China ups campaign against artist Ai Weiwei
Chinese officials are escalating their campaign to silence a world-famous artist with a reputation for speaking his mind.
CBS News correspondent Celia Hatton reports that although Ai Weiwei is China's most famous artist, even helping design the country's Olympic Stadium, the government yesterday tried again to pin new charges on him. But these days, he's better known as the Chinese government's most outspoken opponent.
After 2008's Sichuan earthquake, he headed his own investigation asking why schools collapsed while government buildings stayed intact. Since then, he's railed against injustice, pointing out the unfair advantages of China's elite.
Last April, protests erupted around the world when China's secret police detained Ai Weiwei for 81 days. When he was released, he was hit with a $2.4 million tax bill. In a phone interview with CBS News, he said it was all about revenge for his criticism of China's Communist Party.

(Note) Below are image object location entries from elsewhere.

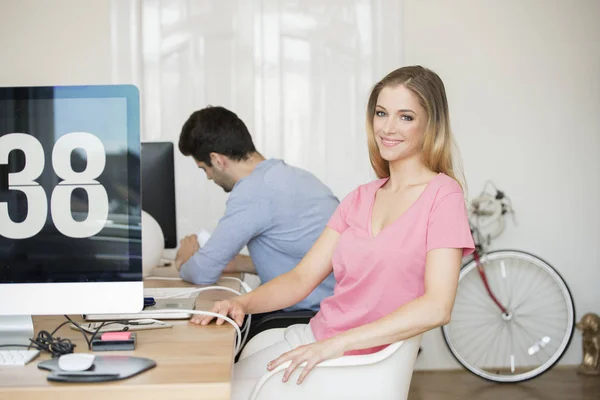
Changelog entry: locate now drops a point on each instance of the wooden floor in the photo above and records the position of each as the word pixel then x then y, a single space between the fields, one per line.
pixel 561 383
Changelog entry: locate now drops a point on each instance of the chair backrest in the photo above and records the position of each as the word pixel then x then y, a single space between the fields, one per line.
pixel 383 375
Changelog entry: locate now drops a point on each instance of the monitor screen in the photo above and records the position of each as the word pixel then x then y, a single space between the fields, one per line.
pixel 70 206
pixel 158 188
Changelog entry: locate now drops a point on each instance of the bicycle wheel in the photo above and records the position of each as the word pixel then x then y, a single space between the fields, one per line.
pixel 525 341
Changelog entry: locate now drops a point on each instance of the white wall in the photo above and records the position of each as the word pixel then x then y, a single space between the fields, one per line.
pixel 59 42
pixel 523 81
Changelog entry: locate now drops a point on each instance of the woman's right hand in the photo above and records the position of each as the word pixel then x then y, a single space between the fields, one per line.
pixel 232 308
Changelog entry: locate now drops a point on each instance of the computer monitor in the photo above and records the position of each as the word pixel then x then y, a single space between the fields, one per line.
pixel 70 210
pixel 158 188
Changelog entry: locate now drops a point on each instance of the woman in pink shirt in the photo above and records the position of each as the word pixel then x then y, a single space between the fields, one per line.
pixel 395 244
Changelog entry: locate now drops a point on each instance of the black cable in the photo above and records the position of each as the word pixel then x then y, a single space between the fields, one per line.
pixel 89 343
pixel 57 346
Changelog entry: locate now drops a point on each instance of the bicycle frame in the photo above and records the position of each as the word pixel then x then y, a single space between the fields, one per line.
pixel 479 251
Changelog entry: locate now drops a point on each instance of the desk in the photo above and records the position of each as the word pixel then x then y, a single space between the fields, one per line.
pixel 193 362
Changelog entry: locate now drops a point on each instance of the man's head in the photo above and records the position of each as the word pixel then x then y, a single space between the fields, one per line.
pixel 215 137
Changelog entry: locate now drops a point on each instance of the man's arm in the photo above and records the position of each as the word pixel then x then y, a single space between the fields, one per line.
pixel 244 219
pixel 241 263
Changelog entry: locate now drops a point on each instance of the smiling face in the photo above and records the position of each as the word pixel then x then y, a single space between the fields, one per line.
pixel 399 123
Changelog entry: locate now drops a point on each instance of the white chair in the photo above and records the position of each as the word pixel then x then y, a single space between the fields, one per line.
pixel 382 375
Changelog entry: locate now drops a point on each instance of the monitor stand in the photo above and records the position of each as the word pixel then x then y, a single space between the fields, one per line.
pixel 15 329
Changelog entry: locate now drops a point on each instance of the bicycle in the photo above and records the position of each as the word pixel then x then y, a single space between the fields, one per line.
pixel 513 317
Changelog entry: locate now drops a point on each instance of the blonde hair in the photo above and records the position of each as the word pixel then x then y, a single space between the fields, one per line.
pixel 438 144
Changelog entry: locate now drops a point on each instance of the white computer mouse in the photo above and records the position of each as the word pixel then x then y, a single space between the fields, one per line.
pixel 76 362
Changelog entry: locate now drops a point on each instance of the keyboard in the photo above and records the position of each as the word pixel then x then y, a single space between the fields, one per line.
pixel 17 357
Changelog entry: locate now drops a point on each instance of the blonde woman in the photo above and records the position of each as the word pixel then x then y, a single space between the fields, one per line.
pixel 395 244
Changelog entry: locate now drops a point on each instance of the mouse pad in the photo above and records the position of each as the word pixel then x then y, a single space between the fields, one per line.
pixel 104 369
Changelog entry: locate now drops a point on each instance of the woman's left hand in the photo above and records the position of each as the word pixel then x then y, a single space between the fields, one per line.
pixel 313 354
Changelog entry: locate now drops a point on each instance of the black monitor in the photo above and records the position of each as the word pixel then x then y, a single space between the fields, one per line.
pixel 69 200
pixel 158 187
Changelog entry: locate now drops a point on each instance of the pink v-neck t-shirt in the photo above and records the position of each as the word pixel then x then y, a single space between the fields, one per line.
pixel 377 275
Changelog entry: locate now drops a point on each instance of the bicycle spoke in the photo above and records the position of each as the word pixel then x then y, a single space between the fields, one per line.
pixel 515 348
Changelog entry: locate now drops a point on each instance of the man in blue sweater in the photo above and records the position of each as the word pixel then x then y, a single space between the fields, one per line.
pixel 275 209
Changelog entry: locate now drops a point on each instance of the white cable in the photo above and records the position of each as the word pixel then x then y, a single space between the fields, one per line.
pixel 240 341
pixel 199 290
pixel 243 284
pixel 238 337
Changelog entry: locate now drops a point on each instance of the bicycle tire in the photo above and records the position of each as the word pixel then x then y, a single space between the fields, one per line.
pixel 569 325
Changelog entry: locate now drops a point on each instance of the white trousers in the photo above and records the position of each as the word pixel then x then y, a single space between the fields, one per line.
pixel 248 371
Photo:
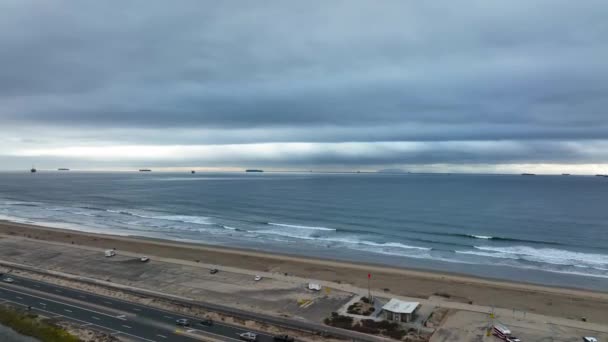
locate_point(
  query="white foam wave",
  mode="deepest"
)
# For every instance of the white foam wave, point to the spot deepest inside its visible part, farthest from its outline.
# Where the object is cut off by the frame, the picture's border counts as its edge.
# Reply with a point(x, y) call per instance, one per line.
point(284, 225)
point(393, 245)
point(183, 218)
point(484, 237)
point(202, 220)
point(345, 240)
point(548, 255)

"The whole accusation has no base and it's really fabricated by police," Weiwei said.
As anger over the government's harassment of Ai Weiwei spread over the Chinese internet, the artist's office was inundated with 30,000 online donations totaling $1.5 million. Others came in person from across China to Weiwei's suburban Beijing workspace, literally throwing money over the wall into his studio.
Now, police surround the area near his studio, even harassing the CBS crew while we were filming.
Ai Weiwei's not backing down. To legally launch an appeal, the artist had to hand over a third of what officials say he owes.
"More or less, I was like a hostage half a year ago. Now I pay the ransom and I feel I was robbed," Weiwei said.
On Friday, police opened a new investigation into charges that the artist and his assistant are manufacturing pornography involving nude portraits of Ai Weiwei and adult women - photographs that have been on the internet for over a year.